The National Board of Revenue (NBR) has taken the initiative to bring the entire process of Utilization Permission (UP) issue to an online system to bring transparency and speed in bond management.

For this purpose, it has been decided to make the use of automated customs bond management system (CBMS) mandatory.

The decision was taken after discussions with business organizations of the relevant sectors at the ‘Meet the Business’ discussion organized by NBR on Sunday.

The NBR launched CBMS from January 1 this year to make bond management modern and technology-based.

Currently, online services are being provided using 24 parts of the software in three Customs Bond Commissionerates.

However, since it is not mandatory, most institutions are still collecting UPs manually.

As a result, even after 10 months, the use of the software has not reached the desired level.

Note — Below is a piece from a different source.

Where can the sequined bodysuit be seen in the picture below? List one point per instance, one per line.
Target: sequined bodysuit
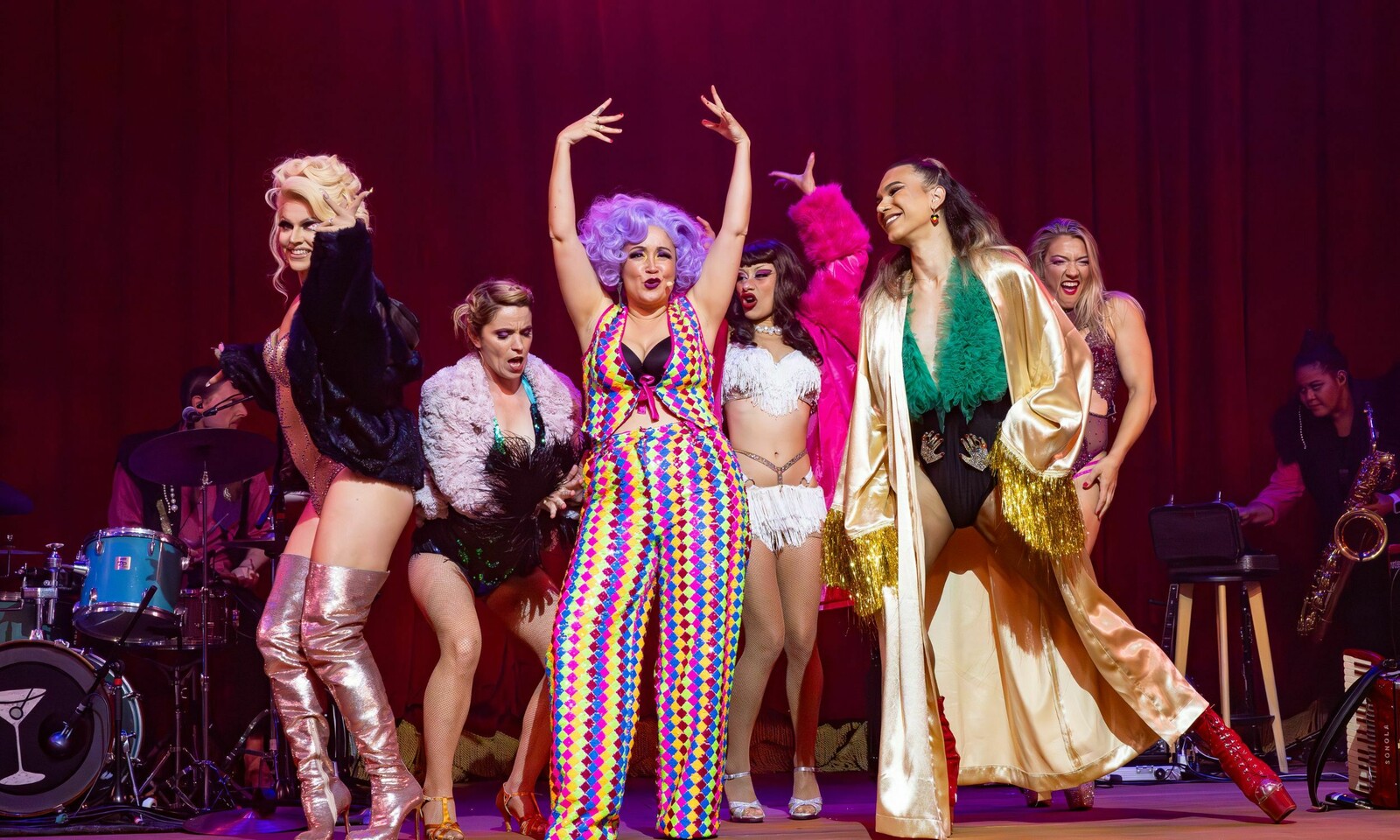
(1106, 377)
(315, 468)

The NBR said that the software has been improved and made more user-friendly based on the opinions of users.

In a day-long discussion, five organizations of the readymade garments, knitwear, accessories, textile and leather goods sectors—BGMEA, BKMEA, BIGAPMEA, BTMA and LFMEAB—agreed to make CBMS mandatory.

They proposed that, if possible, all services related to UP issue should be done online only from December 1.

The NBR said that formal instructions in this regard will be issued soon.

Benefits that will be available if CBMS is made mandatory:

  • NBR’s services will be faster, transparent and accountable
  • Bonded institutions will save time and cost
  • All accounts related to the arrival and use of raw materials will be automatically saved
  • The hassle of submitting papers will be reduced
  • Various complications and disputes related to bonds will be greatly reduced

NBR says that the investment-friendly environment will be further strengthened by introducing a fully automated system in bond management.

They plan to increase the scope of automation in all areas of revenue management step by step.

BGMEA demands list of bond abusers

The Bangladesh Garment Manufacturers and Exporters Association (BGMEA) has taken a strict stand against misuse of bond facilities.

The organization’s president, Mahmud Hasan Khan, during the discussion, said that the list of which institutions are misusing bonds should be clearly communicated to BGMEA.

He also warned that if misuse is proven, all services of the concerned members will be stopped.

“The responsibility for the misdeeds of a handful of people cannot be imposed on the entire industry. Our 22 member institutions have already been warned. We will take strict action against those whose names the NBR gives us.”

He further said that if the opportunity to import raw materials through bank guarantees without bond licenses is implemented, about 200 members will voluntarily surrender their bond licenses, since many organizations are interested in getting out of the various complications of maintaining licenses.

Welcoming the devolution of the power of tax exemption to the parliament, the BGMEA president said: “The facilities that will be given will be through the parliament; again, the facilities that will be stopped should also be through the parliament. It is undesirable to suddenly cancel the facilities by issuing SRO.”

Highlighting the need for automation, he said, “Corruption will not reduce without automation. All processes, including bonds, must be automated quickly.”

In response, NBR chairman Md. Abdur Rahman Khan said that it is not possible to publish the list of those who misused the bond facility.

He said that bond management is being brought under complete automation and a one-week mandatory training has been arranged for bond officers. If they fail the training, it will be difficult to remain in the job. He also hinted at the removal of inefficient officers.